After recently switching to a linux box for my computer at home, I previously had 3 extra HD’s that had software, music, and movies on them. I just popped them into my Linux box and hooked them up but I don’t really know what to do to be able to see them and use them. I really need to do this without wiping them out because I have a lot of irreplaceable items on them.


If you hooked them to a motherboard IDE slot or if you hooked them to a usb port gives two different situations. If they’re NTFS or FAT32, or ext3 gives three different situations.

The answer depends on what the format of the drives is and how you “hooked them up”. Please elaborate.

1 drive is IDE and is NTFS
2 drives are SATA and are NTFS
1 USB Drive

For the drives that are permanently attached to the motherboard use the application ntfs-config.

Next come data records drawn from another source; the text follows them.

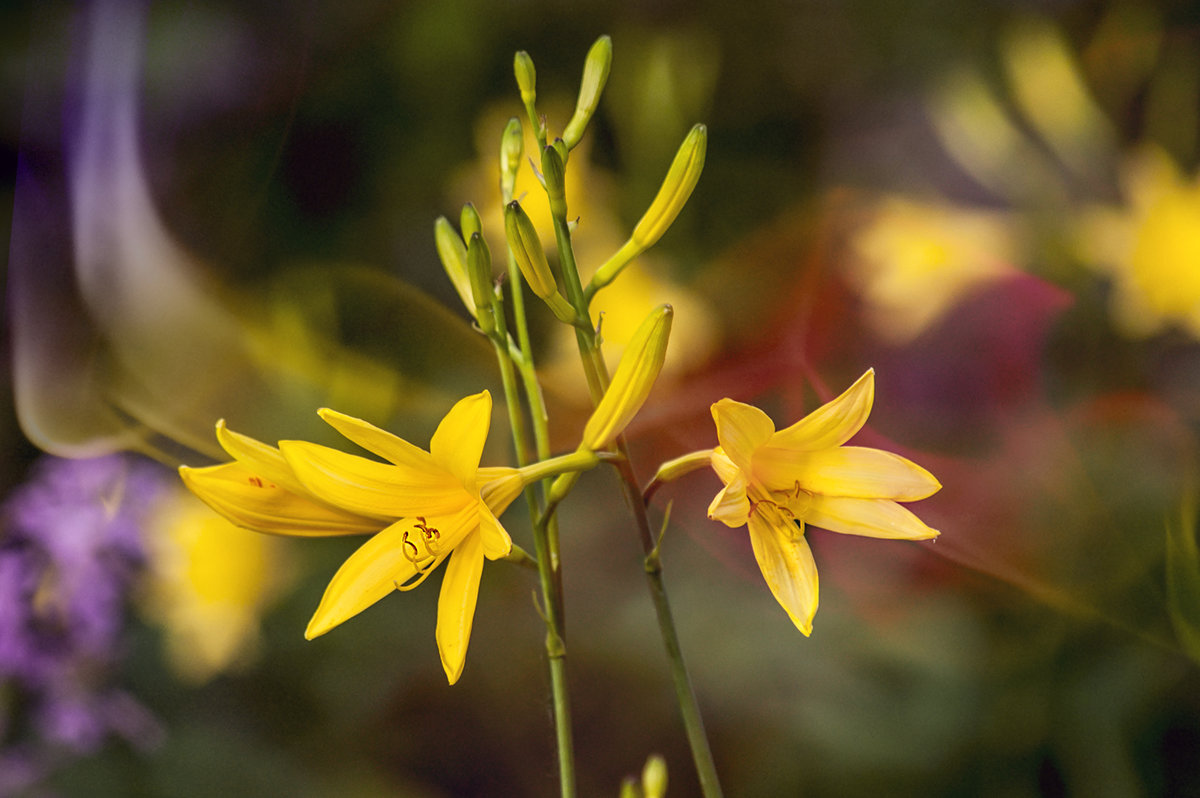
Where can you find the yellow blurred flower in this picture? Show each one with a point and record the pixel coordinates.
(423, 507)
(915, 261)
(209, 585)
(1151, 249)
(778, 481)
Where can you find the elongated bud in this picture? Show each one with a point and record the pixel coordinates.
(676, 189)
(556, 181)
(654, 777)
(453, 253)
(527, 77)
(469, 222)
(531, 258)
(672, 196)
(640, 366)
(595, 75)
(511, 149)
(479, 268)
(527, 250)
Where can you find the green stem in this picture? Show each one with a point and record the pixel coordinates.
(598, 382)
(545, 529)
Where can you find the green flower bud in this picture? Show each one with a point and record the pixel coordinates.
(479, 268)
(640, 366)
(527, 77)
(531, 258)
(556, 181)
(654, 777)
(595, 75)
(453, 253)
(469, 222)
(527, 250)
(511, 149)
(672, 196)
(676, 189)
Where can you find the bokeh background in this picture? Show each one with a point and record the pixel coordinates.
(226, 210)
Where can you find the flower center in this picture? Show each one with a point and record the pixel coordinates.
(785, 505)
(423, 549)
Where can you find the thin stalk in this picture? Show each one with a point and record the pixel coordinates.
(598, 381)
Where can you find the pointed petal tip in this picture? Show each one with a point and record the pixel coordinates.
(315, 629)
(453, 673)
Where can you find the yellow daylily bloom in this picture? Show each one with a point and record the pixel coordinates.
(775, 481)
(421, 505)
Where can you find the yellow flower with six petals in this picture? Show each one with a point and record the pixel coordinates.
(423, 507)
(777, 481)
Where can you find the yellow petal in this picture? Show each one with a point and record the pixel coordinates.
(460, 438)
(834, 423)
(869, 517)
(370, 574)
(741, 429)
(456, 605)
(845, 471)
(377, 441)
(787, 565)
(258, 457)
(496, 539)
(371, 487)
(255, 503)
(731, 507)
(498, 486)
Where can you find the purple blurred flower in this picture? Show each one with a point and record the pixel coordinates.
(70, 551)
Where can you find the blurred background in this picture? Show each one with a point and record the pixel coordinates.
(226, 210)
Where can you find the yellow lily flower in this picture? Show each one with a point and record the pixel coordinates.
(423, 507)
(778, 481)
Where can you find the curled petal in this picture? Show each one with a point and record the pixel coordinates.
(499, 486)
(845, 471)
(731, 507)
(456, 604)
(787, 565)
(379, 442)
(258, 457)
(834, 423)
(741, 429)
(496, 539)
(868, 517)
(460, 438)
(372, 487)
(252, 502)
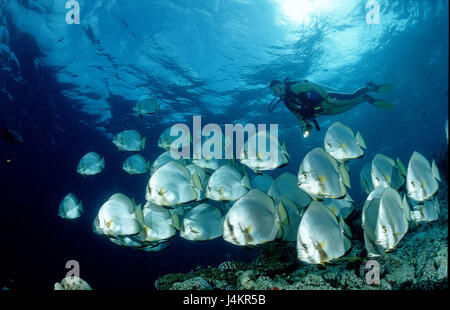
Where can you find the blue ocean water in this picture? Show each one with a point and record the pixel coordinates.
(68, 88)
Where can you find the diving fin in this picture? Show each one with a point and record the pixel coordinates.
(380, 103)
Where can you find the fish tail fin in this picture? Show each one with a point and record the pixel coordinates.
(80, 206)
(283, 147)
(401, 167)
(379, 103)
(246, 182)
(343, 170)
(435, 171)
(102, 163)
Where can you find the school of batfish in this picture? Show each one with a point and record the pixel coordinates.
(208, 198)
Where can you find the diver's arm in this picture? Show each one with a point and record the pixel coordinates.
(305, 87)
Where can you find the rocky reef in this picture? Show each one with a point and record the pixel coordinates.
(420, 261)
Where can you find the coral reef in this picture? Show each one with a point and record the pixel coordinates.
(420, 261)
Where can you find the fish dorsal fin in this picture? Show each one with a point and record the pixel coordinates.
(139, 216)
(280, 233)
(406, 208)
(344, 175)
(345, 229)
(435, 171)
(401, 167)
(284, 150)
(176, 221)
(196, 181)
(283, 216)
(360, 140)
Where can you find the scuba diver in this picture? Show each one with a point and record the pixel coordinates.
(307, 100)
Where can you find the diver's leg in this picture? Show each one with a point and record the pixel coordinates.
(357, 93)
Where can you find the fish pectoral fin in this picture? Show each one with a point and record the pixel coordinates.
(435, 171)
(322, 179)
(322, 244)
(334, 210)
(194, 231)
(282, 214)
(196, 181)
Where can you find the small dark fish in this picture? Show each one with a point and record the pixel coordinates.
(11, 136)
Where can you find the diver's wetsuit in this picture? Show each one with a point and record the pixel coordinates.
(308, 100)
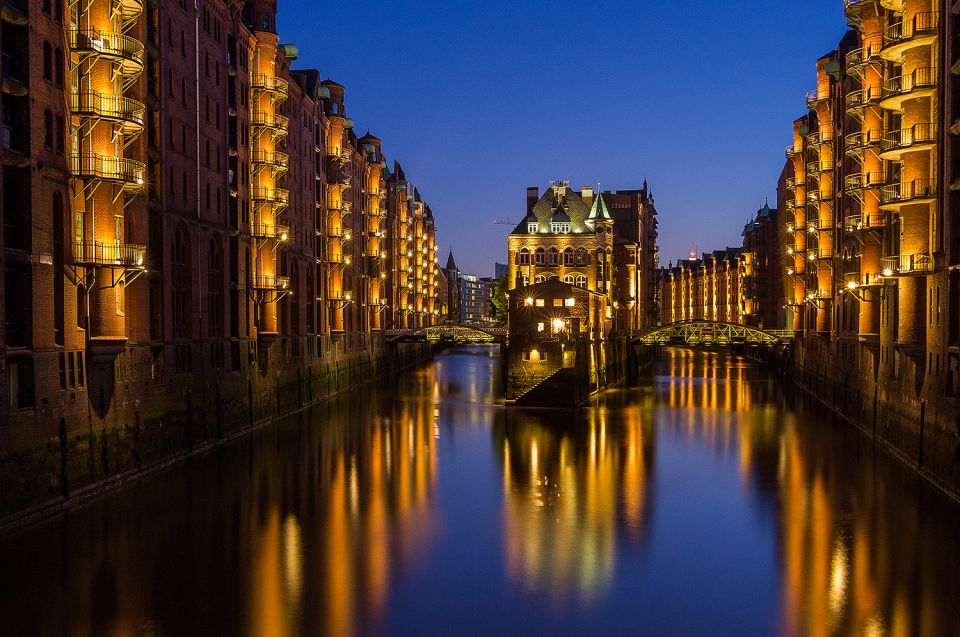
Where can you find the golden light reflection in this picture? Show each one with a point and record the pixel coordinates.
(568, 492)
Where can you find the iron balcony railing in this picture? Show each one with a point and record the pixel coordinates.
(864, 181)
(127, 111)
(274, 121)
(269, 83)
(128, 172)
(819, 166)
(902, 85)
(109, 255)
(861, 140)
(819, 138)
(916, 135)
(858, 223)
(275, 158)
(270, 282)
(902, 192)
(921, 25)
(862, 56)
(270, 195)
(270, 231)
(116, 46)
(906, 264)
(816, 97)
(861, 98)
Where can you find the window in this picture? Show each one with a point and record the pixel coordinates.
(47, 62)
(48, 130)
(58, 67)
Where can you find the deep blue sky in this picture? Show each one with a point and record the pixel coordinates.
(478, 100)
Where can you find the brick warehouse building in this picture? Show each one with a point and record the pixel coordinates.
(605, 242)
(183, 212)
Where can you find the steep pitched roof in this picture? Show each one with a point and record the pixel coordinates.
(599, 211)
(552, 203)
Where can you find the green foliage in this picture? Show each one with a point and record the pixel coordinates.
(498, 300)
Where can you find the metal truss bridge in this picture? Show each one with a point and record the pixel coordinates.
(451, 334)
(711, 333)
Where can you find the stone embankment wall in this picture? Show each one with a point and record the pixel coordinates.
(76, 463)
(910, 413)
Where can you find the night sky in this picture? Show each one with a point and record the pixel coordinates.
(479, 100)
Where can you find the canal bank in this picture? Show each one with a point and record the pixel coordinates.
(913, 415)
(179, 421)
(613, 519)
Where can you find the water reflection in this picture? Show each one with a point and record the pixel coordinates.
(572, 487)
(704, 501)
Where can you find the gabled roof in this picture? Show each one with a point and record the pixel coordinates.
(599, 210)
(558, 200)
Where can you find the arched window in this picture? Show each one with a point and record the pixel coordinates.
(524, 256)
(61, 133)
(48, 130)
(215, 288)
(180, 260)
(58, 67)
(47, 62)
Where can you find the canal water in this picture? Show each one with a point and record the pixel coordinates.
(702, 502)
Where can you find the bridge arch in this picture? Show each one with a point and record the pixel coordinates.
(712, 333)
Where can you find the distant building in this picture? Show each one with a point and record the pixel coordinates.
(468, 296)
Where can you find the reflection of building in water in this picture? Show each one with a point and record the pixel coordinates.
(369, 492)
(712, 381)
(857, 557)
(569, 494)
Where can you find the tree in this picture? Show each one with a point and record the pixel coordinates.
(498, 300)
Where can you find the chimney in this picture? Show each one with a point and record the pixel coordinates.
(533, 196)
(586, 193)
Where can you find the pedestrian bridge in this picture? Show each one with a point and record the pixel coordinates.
(451, 334)
(710, 333)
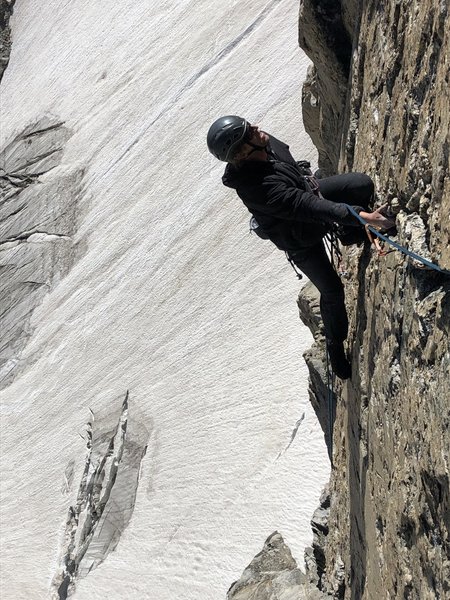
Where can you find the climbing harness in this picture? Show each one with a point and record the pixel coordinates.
(332, 245)
(397, 246)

You have to install it first then activate it in a console by these commands:


Don’t get the usb drive tangled up in that process; have it disconnected when you do that for the permanent drives.

For he usb drive, assuming it’s NTFS: I’m surprised you can’t “see” it in the Desktop “My computer” icon, or are you using Gnome? There you look in the Nautilus icon “Computer”. Try that – but perhaps get the permanent drives fixed first or we’ll have too much confusion going on :slight_smile:

I’m really new to Linux and I’m not quite sure how to do what you just told me to do… I can tell you that I’m running Suse 11.0 with GNOME desktop.

No problem.

Open Computer Icon → Yast → Software → Software Management: On the LHS in Filters put ntfs-config. Click the icon labeled ntfs-config that appears in the RHS. Then click Install (lower right). Then → Apply.

When that’s finished open a console at Computer → Applications → More Applications → System: On RHS you should see Gnome Terminal – drag it over to the Desktop and you have a permanent link to it now on the Desktop. But one way or another, open the terminal and enter su and supply password when asked. Then enter ntfs-config. That should open a GUI where you see the internal NTFS partitions. Click “Advanced Configuration” and tick the appropriate internal drives (NOT external drives) and close.


now my NTFS drives show up.

I really appreciate it.

That’s great. Now for the NTFS drive that you attach by USB. It should appear in Nautilus if you click the Computer icon. The files will be read-only for USB drives because that’s the way the developers set things when they put openSUSE 11.0 together for us.

If you want to write to the USB drive you have to adjust the automount for external NTFS drives to cause them to be automounted as read-write when you attach them to the usb plug. You can do that by entering this command into your Gnome terminal:

sudo ln -s /sbin/mount.ntfs-3g /sbin/mount.ntfs

That command puts a redirection link into the system whereby system calls to mount.ntfs (which gives read-only mounts) are redirected to mount.ntfs-3g (which gives read-write mounts).